THEThe director says he wrote a film thinking about a typical conversation with his friends, he acted trying to be closer to how it is in reality, always investigating a certain lightness. In Too blue we also talk about change, about the fear of taking a leap into the void, about trees which, unlike us poor men, do not have to adapt to the new life that changes. And then, finally, an undeniable desire to experiment shines through, not caring about possible errors, about senseless thoughts, and thus build wonderful images, like the visual game that appears immediately after the love scene between Dario and Caterina, in which the two they are divided into several boxes. One gets the impression that Filippo behind the camera and Dario in the film are two men who are not so different but above all aware of the desire to go further, to do something new for the seventh art, for themselves and for us spectators. Barbagallo is also there in the models he looks at Woody Allen yes, and many say it, yet leaving aside thousands of other possible references, it remains Too blue a breath of fresh air for Italian cinema and also a nice magnifying glass on who we are, in our middle age, and happy? In the film Dario returns to Rome and reads The eye by Nabokov and repeats to himself: “The only happiness in this world lies in observing, spying, supervising, examining oneself and others, in being nothing but a large glassy eye, slightly bloodshot.” Dario is enrolled in the Faculty of Architecture, he has the same close friend as always (Brando Pacitto) and two girls who hang around him, he is very cute, he also has two parents (Valerio Mastandreawho seems to have handed him an old masterpiece, Everybody on the ground, and Valeria Milillo) who cuddle and love him. Yet he doesn’t know if he is happy. And it’s normal for this to be the case. They call us the generation that has everything and has many choices, and it’s partly true. But happiness is a more complex matter.

Tvery light blue it’s a film that you watch with a smile on your face on our lips from the first to the last minute, because it seems to be a friend of ours who is making his debut with this work on the big screen. His dramas, his insecurities which are not due to family discomfort or a specific pain to overcome, are the perfect reflection of those who, at twenty-five, feel they are not completely happy and don’t even know why. And this is where Allen’s bittersweetness returns, between timid laughter and harsh questions about who we are and what we want.

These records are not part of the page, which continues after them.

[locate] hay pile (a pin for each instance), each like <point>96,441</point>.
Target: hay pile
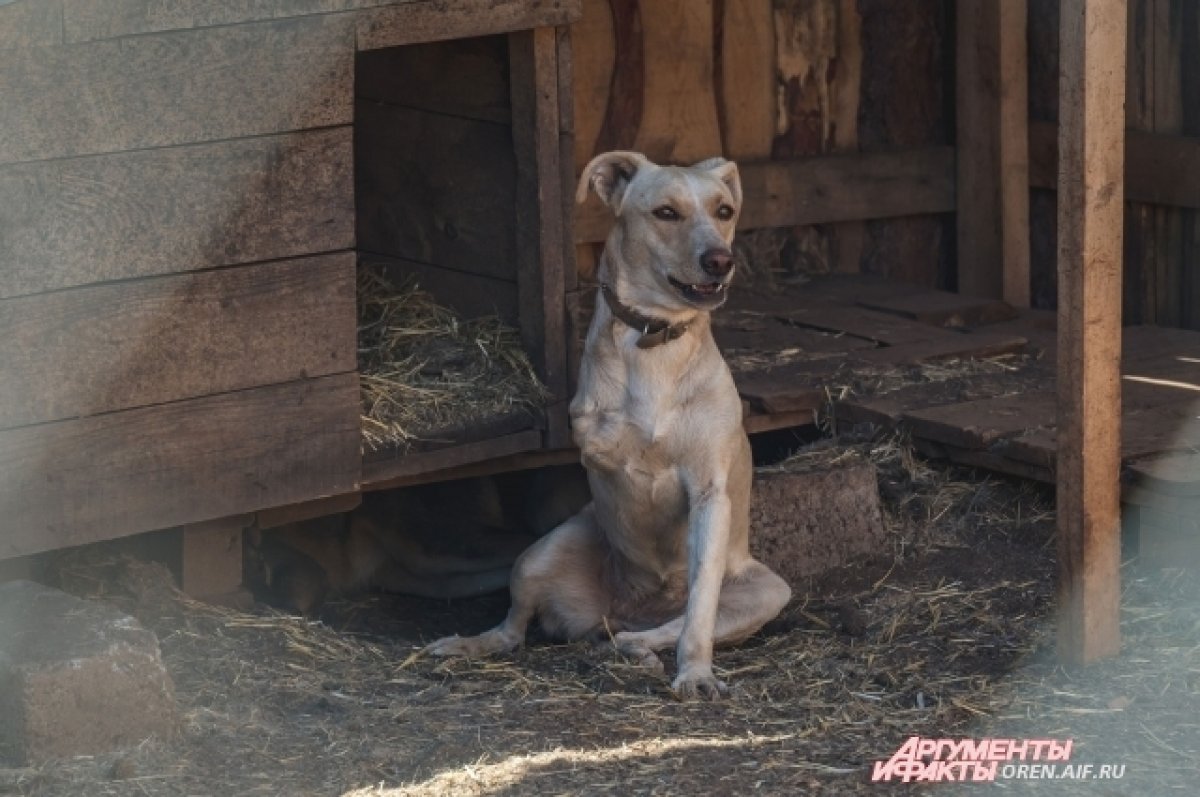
<point>425,372</point>
<point>951,633</point>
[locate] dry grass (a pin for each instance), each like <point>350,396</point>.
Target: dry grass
<point>424,370</point>
<point>948,634</point>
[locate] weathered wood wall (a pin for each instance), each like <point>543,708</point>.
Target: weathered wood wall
<point>799,91</point>
<point>177,244</point>
<point>1162,241</point>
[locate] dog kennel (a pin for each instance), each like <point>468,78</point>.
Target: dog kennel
<point>191,202</point>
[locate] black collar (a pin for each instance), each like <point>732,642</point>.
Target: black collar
<point>655,331</point>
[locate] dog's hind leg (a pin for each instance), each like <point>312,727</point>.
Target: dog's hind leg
<point>559,580</point>
<point>747,603</point>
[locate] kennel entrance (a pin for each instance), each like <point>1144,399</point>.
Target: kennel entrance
<point>180,255</point>
<point>461,249</point>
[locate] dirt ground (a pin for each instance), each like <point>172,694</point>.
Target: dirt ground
<point>949,634</point>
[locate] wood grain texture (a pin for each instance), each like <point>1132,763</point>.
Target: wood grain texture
<point>625,99</point>
<point>745,78</point>
<point>175,88</point>
<point>465,78</point>
<point>1161,169</point>
<point>1091,143</point>
<point>429,21</point>
<point>117,474</point>
<point>435,189</point>
<point>993,148</point>
<point>540,233</point>
<point>102,348</point>
<point>679,121</point>
<point>139,214</point>
<point>91,19</point>
<point>30,23</point>
<point>827,189</point>
<point>594,54</point>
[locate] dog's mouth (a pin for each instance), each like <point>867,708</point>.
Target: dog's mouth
<point>702,293</point>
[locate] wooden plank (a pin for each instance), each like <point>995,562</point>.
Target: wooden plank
<point>773,395</point>
<point>1161,169</point>
<point>102,348</point>
<point>978,424</point>
<point>305,510</point>
<point>105,477</point>
<point>539,211</point>
<point>1091,144</point>
<point>993,144</point>
<point>774,421</point>
<point>679,121</point>
<point>211,557</point>
<point>826,189</point>
<point>625,97</point>
<point>594,54</point>
<point>942,309</point>
<point>462,78</point>
<point>89,220</point>
<point>435,189</point>
<point>30,23</point>
<point>179,88</point>
<point>94,19</point>
<point>471,295</point>
<point>385,474</point>
<point>433,21</point>
<point>1151,431</point>
<point>745,76</point>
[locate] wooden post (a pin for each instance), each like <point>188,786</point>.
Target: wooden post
<point>1091,187</point>
<point>541,232</point>
<point>991,93</point>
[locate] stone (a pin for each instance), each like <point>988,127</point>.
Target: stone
<point>77,677</point>
<point>805,522</point>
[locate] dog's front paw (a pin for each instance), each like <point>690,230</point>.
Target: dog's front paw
<point>485,643</point>
<point>693,684</point>
<point>637,652</point>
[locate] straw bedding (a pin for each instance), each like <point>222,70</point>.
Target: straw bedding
<point>947,634</point>
<point>425,372</point>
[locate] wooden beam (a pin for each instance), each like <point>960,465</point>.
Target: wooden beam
<point>126,215</point>
<point>1091,167</point>
<point>993,149</point>
<point>108,347</point>
<point>540,205</point>
<point>823,190</point>
<point>427,21</point>
<point>1161,169</point>
<point>99,478</point>
<point>177,88</point>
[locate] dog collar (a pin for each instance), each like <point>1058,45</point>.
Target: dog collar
<point>655,331</point>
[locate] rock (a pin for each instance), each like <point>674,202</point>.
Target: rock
<point>77,677</point>
<point>803,523</point>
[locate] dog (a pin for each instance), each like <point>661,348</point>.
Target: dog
<point>660,556</point>
<point>455,539</point>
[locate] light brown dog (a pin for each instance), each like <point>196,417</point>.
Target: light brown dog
<point>660,557</point>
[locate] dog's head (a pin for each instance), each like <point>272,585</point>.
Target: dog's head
<point>675,227</point>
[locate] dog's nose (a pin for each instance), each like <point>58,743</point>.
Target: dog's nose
<point>717,262</point>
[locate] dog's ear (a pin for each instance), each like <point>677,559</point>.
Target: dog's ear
<point>727,173</point>
<point>609,175</point>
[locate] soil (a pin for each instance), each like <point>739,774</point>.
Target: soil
<point>948,633</point>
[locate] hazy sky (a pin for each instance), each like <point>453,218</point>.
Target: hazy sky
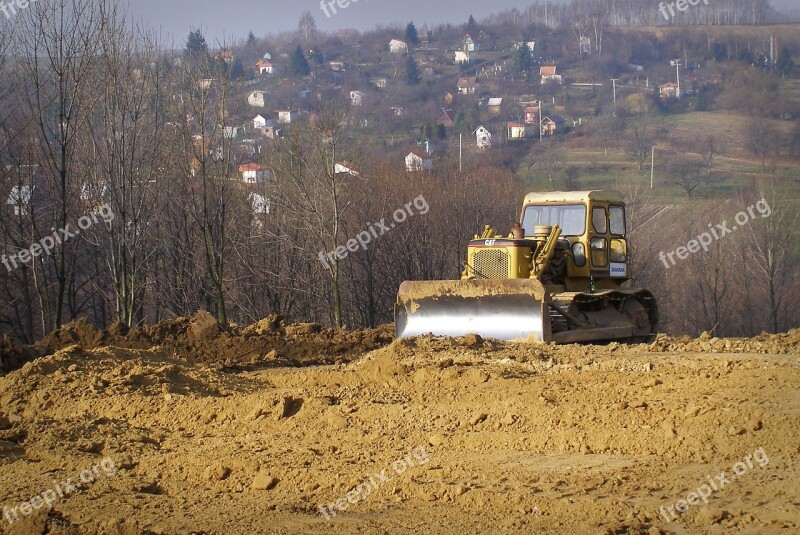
<point>234,18</point>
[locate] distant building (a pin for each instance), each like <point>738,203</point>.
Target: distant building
<point>264,66</point>
<point>254,173</point>
<point>397,46</point>
<point>483,138</point>
<point>517,131</point>
<point>287,116</point>
<point>468,85</point>
<point>445,119</point>
<point>417,160</point>
<point>357,97</point>
<point>552,124</point>
<point>256,99</point>
<point>548,73</point>
<point>669,90</point>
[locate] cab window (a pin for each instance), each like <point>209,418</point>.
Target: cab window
<point>617,216</point>
<point>599,219</point>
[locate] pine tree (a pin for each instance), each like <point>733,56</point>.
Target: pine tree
<point>298,64</point>
<point>523,59</point>
<point>412,72</point>
<point>196,44</point>
<point>785,63</point>
<point>411,34</point>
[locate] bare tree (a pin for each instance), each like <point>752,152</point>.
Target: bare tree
<point>56,50</point>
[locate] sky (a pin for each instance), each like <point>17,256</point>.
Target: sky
<point>233,19</point>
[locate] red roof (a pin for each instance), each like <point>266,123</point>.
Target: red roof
<point>251,167</point>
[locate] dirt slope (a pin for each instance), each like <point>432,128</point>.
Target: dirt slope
<point>425,435</point>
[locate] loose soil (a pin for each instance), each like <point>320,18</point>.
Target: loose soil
<point>194,429</point>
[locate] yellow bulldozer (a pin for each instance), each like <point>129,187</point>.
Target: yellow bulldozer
<point>557,277</point>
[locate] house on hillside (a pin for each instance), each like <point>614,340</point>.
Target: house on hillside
<point>445,119</point>
<point>287,116</point>
<point>468,85</point>
<point>345,167</point>
<point>259,203</point>
<point>461,56</point>
<point>548,73</point>
<point>259,121</point>
<point>256,99</point>
<point>532,115</point>
<point>517,131</point>
<point>471,43</point>
<point>357,97</point>
<point>264,66</point>
<point>417,160</point>
<point>397,46</point>
<point>552,124</point>
<point>483,138</point>
<point>254,173</point>
<point>380,82</point>
<point>669,90</point>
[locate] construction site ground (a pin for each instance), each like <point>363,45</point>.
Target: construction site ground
<point>184,428</point>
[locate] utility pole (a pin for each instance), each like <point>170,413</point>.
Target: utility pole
<point>459,152</point>
<point>614,83</point>
<point>541,106</point>
<point>652,165</point>
<point>677,64</point>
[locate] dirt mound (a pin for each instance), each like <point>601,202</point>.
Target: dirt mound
<point>199,338</point>
<point>780,344</point>
<point>420,435</point>
<point>13,356</point>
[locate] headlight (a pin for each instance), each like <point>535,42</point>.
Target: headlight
<point>579,254</point>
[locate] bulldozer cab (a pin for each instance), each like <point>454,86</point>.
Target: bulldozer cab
<point>593,230</point>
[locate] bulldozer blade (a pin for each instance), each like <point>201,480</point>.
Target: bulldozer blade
<point>507,309</point>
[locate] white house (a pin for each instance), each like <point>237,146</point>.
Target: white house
<point>418,161</point>
<point>356,97</point>
<point>287,116</point>
<point>517,130</point>
<point>231,132</point>
<point>259,121</point>
<point>254,173</point>
<point>259,202</point>
<point>19,198</point>
<point>264,66</point>
<point>467,85</point>
<point>345,167</point>
<point>471,43</point>
<point>548,73</point>
<point>483,138</point>
<point>256,98</point>
<point>397,46</point>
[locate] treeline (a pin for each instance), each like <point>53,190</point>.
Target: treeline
<point>99,118</point>
<point>642,13</point>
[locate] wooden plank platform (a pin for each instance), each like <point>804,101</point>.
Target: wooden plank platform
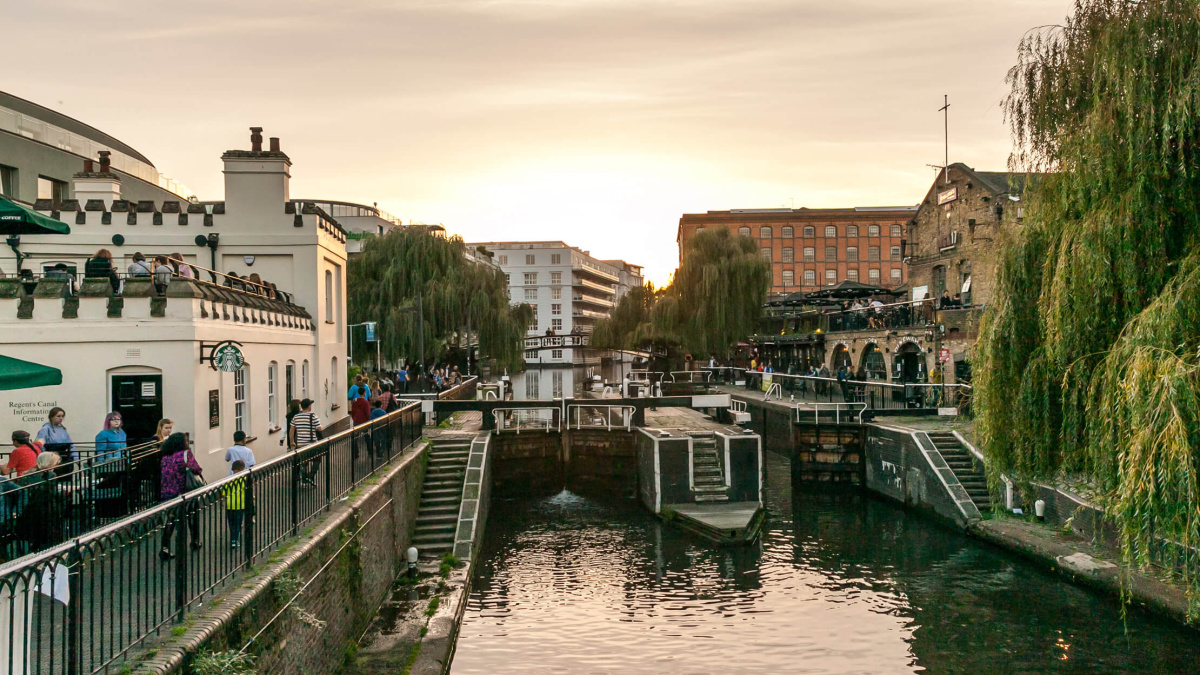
<point>731,523</point>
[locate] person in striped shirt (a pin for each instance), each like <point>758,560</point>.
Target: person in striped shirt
<point>306,431</point>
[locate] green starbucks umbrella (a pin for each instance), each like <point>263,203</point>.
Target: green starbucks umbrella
<point>16,374</point>
<point>16,219</point>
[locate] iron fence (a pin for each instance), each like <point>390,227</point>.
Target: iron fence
<point>81,607</point>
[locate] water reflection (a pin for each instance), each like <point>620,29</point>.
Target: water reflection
<point>840,584</point>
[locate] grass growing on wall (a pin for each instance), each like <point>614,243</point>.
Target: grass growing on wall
<point>1095,330</point>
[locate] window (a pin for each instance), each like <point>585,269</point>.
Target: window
<point>9,184</point>
<point>239,400</point>
<point>52,190</point>
<point>329,297</point>
<point>273,416</point>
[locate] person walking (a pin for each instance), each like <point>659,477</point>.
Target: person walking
<point>239,452</point>
<point>235,503</point>
<point>180,475</point>
<point>111,440</point>
<point>307,431</point>
<point>23,457</point>
<point>55,437</point>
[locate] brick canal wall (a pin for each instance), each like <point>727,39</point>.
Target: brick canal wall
<point>351,557</point>
<point>587,461</point>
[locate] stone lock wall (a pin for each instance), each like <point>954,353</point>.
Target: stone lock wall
<point>351,555</point>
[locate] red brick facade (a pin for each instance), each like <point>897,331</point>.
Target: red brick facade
<point>815,248</point>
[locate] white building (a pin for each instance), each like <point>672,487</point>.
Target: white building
<point>141,353</point>
<point>568,290</point>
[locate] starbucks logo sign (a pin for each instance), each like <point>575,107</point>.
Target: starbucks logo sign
<point>228,358</point>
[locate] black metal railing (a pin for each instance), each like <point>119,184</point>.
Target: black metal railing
<point>83,605</point>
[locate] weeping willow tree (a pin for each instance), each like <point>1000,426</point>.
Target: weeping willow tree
<point>1096,322</point>
<point>383,286</point>
<point>713,300</point>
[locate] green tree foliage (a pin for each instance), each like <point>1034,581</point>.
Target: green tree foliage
<point>713,300</point>
<point>1096,322</point>
<point>384,280</point>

He remained by the window without crying
And while dancing he started writing
Magic words and meaningless thoughts
Nor attitude
Mysterious details like that

(D’Annunzio, Pop

Self Too blue if it were music it would come from Pop X’s repertoire. And in fact a better song than D’Annunzio you couldn’t choose it. D’Annunzio it’s one of those songs that when you listen to them you feel something moving inside you, it’s sympathetic, but after a while it has the power to make you cry. And it is here that the senselessness of our discomfort is revealed, which all the older ones say they know and which they can give a name to while we cannot. And it is here, on this untranslatable feeling, halfway between the tragic and the comic, that Filppo Barbagallo, willy-nilly, shouted to the world of Italian cinema: “I’m here”. And so do we.